Lisa memutar bola matanya dengan malas. "Ya udah, buruan pake masker lo. Kita turun. Nyari kucing."

Gue dan Lisa bener-bener kurang kerjaan hanya buat memastikan dugaan buruk gue. Kebetulan ada kucing liar di deket apartemen. Lisa pun meletakkan sepotong kue di salah satu sudut. Setelah itu, kami agak menjauh dan mulai mengamati.

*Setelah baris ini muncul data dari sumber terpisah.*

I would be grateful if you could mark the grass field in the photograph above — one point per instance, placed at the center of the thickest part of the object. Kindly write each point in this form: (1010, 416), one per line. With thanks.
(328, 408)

"Gue kasian kucingnya," ucap Lisa.

Gue diem aja sambil melihat baik-baik tingkah kucing itu. Dia mulai mengendus, lalu menggigit kue yang dikasih Lisa. Beberapa menit berlalu, tapi si kucing terlihat baik-baik aja bahkan setelah kuenya habis.

Gue dan Lisa berpandangan.

"Nggak beracun?" Gue memastikan.

"Kurang banyak mungkin. Kasih semua aja, gimana?" usul Lisa.

"Ya udah. Sono," angguk gue.

Lisa pun meletakkan semua kue di sana. "Baek-baek ya, Cing. Moga lo makin montok dengan sumbangan kue dari Princess Aurora."

"Bacot lo. Ayo balik"

Gue dan Lisa berjalan cepat di kegelapan malam. Ada tugas dari dosen yang harus kami selesaikan. Rasanya otak gue makin berdenyut mengingat paper yang harus gue bikin malam ini.

Bugh!!!

"Awww!"

-Bersambung

🐹🐹


Mungkin kalian bertanya-tanya, "Emang kucing doyan kue?"

Bisa iya, bisa enggak. Tergantung selera kucingnya. Tapi kucing makan kue itu udah biasa. Aku miara kucing sejak zaman megalithikum (lebay), jadi kurang lebihnya aku cukup tau kebiasaan kucing-kucing. Kucingku sendiri doyan kue, rumput laut, dan roti hehehe.